1- Zekeriyya ın kalemleri, kendi kendine Tevratı yazar idi. Bir gün Beyt-i Makdisde, maiyetinde yetmiş kişi olduğu halde Tevratı yazarlarken yahudilerden biri gelip; “Hak peygamber olsaydın, elinle Tevrat yazmağa muhtaç olmazdın. Sen de yanındakiler gibi yazıyorsun, aranızda hiç bir fark görmüyorum” diye konuştu. Zekeriyya bu söze çok üzüldü ve meraklandı. Cebrail gelip; “Ey Zekeriyya, buradan kalkınız! Kaleminize emrediniz, kendi kendine yazsın” dedi. Zekeriyya kalkıp, emredince, kalem istenen şeyi yazmaya başladı. O saatte kalem oniki sure yazdı. Bu mucize ile bir çok kimse iman etti.
2- Zekeriyya Meryemi terbiyesi altına aldığı vakit, yazılması lazım gelen kefaletnameyi, kalemsiz, hokkasız yazmışlardır.

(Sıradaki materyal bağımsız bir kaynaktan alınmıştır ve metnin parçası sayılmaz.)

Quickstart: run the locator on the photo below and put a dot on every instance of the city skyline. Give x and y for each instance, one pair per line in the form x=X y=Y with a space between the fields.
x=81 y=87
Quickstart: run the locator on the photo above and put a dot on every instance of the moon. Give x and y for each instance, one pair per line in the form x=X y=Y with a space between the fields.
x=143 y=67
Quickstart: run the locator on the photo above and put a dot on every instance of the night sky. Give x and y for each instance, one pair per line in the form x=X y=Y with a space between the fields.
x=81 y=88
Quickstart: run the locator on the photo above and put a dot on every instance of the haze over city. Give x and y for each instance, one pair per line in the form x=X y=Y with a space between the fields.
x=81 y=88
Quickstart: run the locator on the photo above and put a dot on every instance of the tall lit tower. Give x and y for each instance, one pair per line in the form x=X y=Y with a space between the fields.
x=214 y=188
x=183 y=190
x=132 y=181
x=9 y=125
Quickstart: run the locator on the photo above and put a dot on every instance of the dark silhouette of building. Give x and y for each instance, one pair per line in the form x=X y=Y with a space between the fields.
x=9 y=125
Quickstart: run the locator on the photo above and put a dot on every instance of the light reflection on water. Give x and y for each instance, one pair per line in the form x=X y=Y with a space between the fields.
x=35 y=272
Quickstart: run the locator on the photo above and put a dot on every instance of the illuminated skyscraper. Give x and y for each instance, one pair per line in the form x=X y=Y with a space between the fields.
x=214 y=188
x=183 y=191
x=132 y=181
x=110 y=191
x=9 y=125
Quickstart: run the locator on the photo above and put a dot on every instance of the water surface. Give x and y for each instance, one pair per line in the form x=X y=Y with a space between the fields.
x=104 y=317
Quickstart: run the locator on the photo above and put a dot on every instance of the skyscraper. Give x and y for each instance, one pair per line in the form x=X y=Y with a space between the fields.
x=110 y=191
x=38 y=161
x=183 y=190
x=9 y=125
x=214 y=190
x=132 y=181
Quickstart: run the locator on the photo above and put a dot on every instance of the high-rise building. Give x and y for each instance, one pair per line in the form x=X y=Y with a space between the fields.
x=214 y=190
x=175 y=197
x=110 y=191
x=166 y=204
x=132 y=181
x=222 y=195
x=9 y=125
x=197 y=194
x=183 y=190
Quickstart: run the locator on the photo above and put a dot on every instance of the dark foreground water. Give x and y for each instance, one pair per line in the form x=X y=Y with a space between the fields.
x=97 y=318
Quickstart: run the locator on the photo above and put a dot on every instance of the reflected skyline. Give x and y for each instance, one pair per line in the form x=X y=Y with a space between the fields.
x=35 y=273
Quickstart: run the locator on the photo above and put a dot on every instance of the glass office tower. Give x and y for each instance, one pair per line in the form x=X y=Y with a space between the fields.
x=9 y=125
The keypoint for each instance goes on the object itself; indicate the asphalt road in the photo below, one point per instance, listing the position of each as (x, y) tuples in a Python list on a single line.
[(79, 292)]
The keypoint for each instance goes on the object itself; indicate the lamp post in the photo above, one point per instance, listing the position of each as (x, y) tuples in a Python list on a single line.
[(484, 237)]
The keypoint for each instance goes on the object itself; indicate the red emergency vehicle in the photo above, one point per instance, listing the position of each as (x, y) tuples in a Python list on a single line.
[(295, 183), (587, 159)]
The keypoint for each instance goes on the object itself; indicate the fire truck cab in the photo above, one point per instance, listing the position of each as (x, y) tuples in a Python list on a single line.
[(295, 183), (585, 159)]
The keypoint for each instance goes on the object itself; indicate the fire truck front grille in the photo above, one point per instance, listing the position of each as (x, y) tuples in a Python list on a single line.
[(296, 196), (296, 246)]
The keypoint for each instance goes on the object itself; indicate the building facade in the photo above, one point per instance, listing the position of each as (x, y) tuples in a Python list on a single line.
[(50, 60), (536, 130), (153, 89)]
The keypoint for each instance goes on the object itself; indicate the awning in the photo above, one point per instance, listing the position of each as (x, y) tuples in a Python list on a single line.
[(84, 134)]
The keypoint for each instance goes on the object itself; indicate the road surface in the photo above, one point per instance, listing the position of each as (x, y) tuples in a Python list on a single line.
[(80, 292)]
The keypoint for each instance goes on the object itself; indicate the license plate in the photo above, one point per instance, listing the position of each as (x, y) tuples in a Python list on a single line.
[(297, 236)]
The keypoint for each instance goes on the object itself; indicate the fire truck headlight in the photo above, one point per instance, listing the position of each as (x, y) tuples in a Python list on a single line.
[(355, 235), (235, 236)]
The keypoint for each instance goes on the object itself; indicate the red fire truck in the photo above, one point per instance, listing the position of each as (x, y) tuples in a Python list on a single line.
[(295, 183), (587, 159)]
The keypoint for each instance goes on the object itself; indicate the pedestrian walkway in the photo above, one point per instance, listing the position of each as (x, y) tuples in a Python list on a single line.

3- Kuran-ı kerimde bildirildiği gibi, Zekeriyya ve Beyt-i Makdisdeki alimler arasında Meryemin kefaleti hakkında meydana çıkan ihtilaf üzerine, herkes kendi kalemini Ürdün suyuna atmış, yalnız Zekeriyyanın kalemi suyun üzerinde kalmıştı.
4- Ağaçlar, Zekeriyya ile konuşurlardı. Yahudilerden bir taife kendisini şehid etmek üzere araştırırlarken, bir ağaç; “Ey Allahın peygamberi! Gel bende gizlen. Seni muhafaza ederim” diye dile gelmişti.
5- Zekeriyya su üzerinde yürür ve mübarek ayakları ıslanmazdı. Kendisi için suda yürümekle, karada yürümek arasında fark yoktu.
6- Zekeriyya dan mucize istendiği zaman, yakınlarındaki ağaçlara mübarek eliyle işaret etmiş, ağaçlar birden bire, köklerinden kopup, huzuruna, emre hazır vaziyette gelmiştir.